O Papa foi ver um espectáculo de Bob Dylan. Poucos anos atrás, uma notícia deste tipo seria, no mínimo, uma brincadeira de gosto duvidoso. Na melhor das hipóteses (isto é, se a notícia fosse verdadeira) seria motivo de manchete em quase todos os jornais do planeta.
O Papa? Num espectáculo de Bob Dylan?
Eu sei que o mundo está a mudar e que as verdades absolutas de ontem deixaram de o ser às primeiras horas da manhã de hoje. Eu sei que a Rússia já se converteu e que o big show do julgamento final não deve tardar a aparecer por aí, certamente patrocinado por um banco ou uma seguradora. Eu sei, enfim, que a realidade, tal como a tradição, já não é o que era.

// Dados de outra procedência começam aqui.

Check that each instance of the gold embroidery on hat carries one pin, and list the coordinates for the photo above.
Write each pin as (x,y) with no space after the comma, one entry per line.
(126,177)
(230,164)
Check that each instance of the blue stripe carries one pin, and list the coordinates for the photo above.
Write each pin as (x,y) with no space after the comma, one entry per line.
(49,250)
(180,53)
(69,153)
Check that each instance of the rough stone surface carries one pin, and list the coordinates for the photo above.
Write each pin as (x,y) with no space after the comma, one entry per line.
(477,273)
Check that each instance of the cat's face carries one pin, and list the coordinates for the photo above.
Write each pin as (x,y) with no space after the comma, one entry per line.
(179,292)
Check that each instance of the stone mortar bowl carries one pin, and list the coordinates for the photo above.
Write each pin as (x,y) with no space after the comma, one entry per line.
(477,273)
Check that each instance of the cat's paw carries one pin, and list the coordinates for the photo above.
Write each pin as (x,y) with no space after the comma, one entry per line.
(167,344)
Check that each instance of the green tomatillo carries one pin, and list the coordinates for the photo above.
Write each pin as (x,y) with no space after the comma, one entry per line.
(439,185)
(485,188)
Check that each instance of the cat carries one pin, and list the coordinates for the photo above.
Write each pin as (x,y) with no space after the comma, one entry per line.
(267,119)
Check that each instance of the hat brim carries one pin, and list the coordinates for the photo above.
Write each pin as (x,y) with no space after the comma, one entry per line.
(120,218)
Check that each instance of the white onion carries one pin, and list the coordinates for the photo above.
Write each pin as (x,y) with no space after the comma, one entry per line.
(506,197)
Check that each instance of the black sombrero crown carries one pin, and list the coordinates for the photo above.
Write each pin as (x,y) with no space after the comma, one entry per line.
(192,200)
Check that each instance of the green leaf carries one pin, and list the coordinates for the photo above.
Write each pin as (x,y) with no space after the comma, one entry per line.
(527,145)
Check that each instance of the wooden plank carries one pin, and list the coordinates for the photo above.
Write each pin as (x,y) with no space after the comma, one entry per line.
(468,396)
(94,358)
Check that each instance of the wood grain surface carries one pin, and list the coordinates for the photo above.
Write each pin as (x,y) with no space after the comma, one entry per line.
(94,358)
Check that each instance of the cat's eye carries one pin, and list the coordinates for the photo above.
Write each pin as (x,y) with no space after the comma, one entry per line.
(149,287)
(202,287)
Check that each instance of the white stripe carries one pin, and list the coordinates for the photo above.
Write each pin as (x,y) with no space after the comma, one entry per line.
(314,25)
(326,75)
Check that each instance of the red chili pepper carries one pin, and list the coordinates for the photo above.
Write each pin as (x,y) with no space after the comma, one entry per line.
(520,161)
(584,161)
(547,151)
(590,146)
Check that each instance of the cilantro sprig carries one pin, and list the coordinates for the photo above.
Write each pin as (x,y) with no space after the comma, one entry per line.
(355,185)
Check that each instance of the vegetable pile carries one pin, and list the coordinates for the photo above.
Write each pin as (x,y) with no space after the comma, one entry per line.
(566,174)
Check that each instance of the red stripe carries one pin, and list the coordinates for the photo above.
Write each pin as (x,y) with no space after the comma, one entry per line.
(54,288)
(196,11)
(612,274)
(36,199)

Mas, ainda assim, não deixo de sentir um estremecimento ao ver Sua Santidade ouvindo «Knockin' On Heaven's Door» como se escutasse «Queremos Deus Homens Ingratos» ou o clássico «Miraculosa, Rainha dos Céus». Está certo que o Papa é polaco e Bob Dylan nasceu nos Estados Unidos, mas isso não justifica tudo.
Não quero insinuar que Karol Woytila esteja a perder as capacidades e a firmeza que lhe conhecíamos e se deixe comover por uma vozinha desafinada que lhe pergunta «how many times must a man turn his face pretending he just does'nt see». Mas reconheço que é difícil entender a razão que levou o Papa a estrear-se no rock com Bob Dylan. Logo com Bob Dylan. Seria lógico que o Sumo Pontífice desejasse ouvir Roberto Carlos cantar «Jesus Cristo Eu Estou Aqui» e ninguém se incomodaria se os serviços do Vaticano telefonassem para o Coliseu a reservar bilhetes para o próximo espectáculo de Frei Hermano da Câmara.
Agora, Bob Dylan? O mesmo a quem os serviços secretos norte-americanos ainda há pouco mais de 20 anos chamavam comunista? O mesmo que reivindicava para si o estatuto de anarco-sindicalista enquanto cantava as canções que mais incomodavam todos os poderes - incluindo, naturalmente, o poder da Igreja?
A explicação é simples. Dos pecados da juventude, já Bob Dylan se redimiu há uma boa dúzia de anos, quando gravou o disco da sua conversão ao catolicismio. Chamava-se «Saved» e, se não garantiu a Dylan um lugar no céu, foi pelos vistos suficiente para proporcionar ao Papa um lugar de honra na plateia.
A verdade é que, juntos e ao vivo, Dylan e Woityla estão apenas a dar um cristianíssimo exemplo de reconciliação. Um exemplo que foi já seguido pelo português Carlos Antunes que, segundo foi noticiado esta semana, trocou definitivamente a guerrilha urbana pelo fato e gravata e é hoje um dos sócios da empresa de construção civil Euro-Amer, ao lado de Artur Albarran e do ex-director da CIA Frank Carlucci.
A isto, segundo a moderna linguagem, não se chama incoerência, mas sim evolução. Um dia destes, não há-de faltar muito, ainda hei-de ver Zita Seabra ir a Fátima a pé.